Here's a possible way to add an electrical drive motor to a model maglev train. Note that I have NOT tried this myself. It may or may not be difficult to build, and there may or may not be hidden problems in this method. (But see the note at the end of this article.)

Normal (rotary) DC motors are made of three parts: an outer magnet, an inner rotating coil, and a commutator switch. A DC linear motor is also made up of three parts: a long magnetic "stator" track, a moving coil, and some sort of "commutator" to reverse the poles of the coil. Linear motors are like normal motors which have been unwrapped and flattened out.

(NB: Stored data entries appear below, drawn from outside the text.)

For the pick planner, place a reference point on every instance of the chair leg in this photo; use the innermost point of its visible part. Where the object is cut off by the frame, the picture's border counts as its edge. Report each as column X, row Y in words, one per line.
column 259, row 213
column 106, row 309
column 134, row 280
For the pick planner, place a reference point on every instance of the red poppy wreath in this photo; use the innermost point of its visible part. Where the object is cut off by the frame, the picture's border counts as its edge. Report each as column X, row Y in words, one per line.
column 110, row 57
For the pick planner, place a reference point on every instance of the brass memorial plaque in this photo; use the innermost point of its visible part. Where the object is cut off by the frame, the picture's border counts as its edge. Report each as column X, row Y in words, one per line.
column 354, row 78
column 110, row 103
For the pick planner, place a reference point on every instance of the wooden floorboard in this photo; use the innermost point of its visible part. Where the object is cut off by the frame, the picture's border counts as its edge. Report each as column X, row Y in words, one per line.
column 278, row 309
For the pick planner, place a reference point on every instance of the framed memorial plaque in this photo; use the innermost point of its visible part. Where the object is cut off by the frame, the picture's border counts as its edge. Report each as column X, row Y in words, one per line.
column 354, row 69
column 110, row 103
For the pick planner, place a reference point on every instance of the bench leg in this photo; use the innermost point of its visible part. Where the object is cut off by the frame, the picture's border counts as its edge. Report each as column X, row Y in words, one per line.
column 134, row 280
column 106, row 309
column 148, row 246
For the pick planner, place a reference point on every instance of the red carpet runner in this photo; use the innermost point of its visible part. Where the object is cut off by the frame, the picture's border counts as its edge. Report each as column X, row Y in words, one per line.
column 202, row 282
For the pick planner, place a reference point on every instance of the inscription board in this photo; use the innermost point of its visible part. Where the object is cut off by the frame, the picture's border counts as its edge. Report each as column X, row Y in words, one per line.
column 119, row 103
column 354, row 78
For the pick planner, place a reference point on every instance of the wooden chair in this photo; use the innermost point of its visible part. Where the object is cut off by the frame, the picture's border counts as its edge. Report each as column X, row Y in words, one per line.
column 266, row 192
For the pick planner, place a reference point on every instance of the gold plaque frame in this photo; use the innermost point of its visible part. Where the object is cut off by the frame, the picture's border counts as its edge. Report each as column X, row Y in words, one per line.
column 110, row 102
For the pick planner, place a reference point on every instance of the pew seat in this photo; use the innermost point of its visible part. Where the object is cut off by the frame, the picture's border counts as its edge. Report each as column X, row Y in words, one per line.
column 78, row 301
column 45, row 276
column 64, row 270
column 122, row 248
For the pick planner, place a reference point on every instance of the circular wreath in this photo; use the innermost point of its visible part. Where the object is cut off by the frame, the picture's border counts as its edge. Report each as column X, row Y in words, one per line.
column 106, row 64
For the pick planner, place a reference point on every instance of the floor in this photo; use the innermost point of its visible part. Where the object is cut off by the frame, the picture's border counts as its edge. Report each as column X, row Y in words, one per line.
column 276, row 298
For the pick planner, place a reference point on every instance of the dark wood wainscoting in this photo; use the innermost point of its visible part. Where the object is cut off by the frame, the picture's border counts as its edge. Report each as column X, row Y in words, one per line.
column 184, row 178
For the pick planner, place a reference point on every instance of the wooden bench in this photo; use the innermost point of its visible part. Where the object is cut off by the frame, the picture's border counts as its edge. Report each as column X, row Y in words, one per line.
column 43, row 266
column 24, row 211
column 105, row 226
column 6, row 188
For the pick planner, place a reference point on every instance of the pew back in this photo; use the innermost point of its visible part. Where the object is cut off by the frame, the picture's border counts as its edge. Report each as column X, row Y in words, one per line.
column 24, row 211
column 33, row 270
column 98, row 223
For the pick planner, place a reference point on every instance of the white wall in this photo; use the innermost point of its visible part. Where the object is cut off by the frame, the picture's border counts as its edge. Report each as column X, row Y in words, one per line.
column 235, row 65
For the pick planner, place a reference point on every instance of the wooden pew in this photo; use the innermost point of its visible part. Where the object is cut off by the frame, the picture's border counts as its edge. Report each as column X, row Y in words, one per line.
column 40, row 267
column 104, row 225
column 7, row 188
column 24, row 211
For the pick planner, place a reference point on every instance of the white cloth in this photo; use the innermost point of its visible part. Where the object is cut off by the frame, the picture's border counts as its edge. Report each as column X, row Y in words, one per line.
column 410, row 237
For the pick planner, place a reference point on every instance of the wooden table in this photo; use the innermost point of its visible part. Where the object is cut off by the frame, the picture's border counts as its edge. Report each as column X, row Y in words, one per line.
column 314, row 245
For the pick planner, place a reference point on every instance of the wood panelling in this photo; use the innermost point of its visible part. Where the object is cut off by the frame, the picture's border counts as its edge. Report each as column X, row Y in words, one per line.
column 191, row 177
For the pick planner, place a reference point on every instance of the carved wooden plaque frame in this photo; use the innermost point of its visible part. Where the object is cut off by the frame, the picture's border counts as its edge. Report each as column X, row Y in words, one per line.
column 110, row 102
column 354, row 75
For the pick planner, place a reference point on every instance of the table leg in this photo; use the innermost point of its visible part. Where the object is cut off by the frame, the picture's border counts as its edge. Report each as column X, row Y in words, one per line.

My "mag lev cradle" device already contains electronic commutators in the form of hall effect switches and transistors. It also contains coil electromagnets. Therefore, it should be possible take one of the segments of the "levitation cradle" circuit and morph it into a linear drive motor. Rather than lifting a magnet, it will apply sideways thrust to a magnet.

                                  __________________________
                 electromagnet   |                          |
                      _____ n    |drive circuit & batteries |
                     |     |     |__________________________|
                     |     |    
                     |_____|             hall sensor
         force <-----  |_| s          === 
 ___________________________________________________________
|  S  |  N  |  S  |  N  |  S  |  N  |  S  |  N  |  S  |  N  |
|_____|_____|_____|_____|_____|_____|_____|_____|_____|_____|

   Fig. 1   Central thrust track, coil, and sensor

(See Magnetic levitator for more info.)

In figure 1 above, we've built a "stator" track out of permanent magnets. Hovering over the magnet strip is an electromagnet coil, a hall sensor, and the rest of the 3-transistor "magnet cradle" circuit discussed elsewhere. (see magschem.gif) The position of the hall sensor chip and the tip of the magnet is important. The hall sensor is next to an "S" pole of the magnet track. It turns the coil on, and the coil is oriented so its bottom pole becomes "S". The tip of the iron core of the coil is between an "N" and an "S" pole of the permanent the magnet track, so it is attracted/repelled from right to left.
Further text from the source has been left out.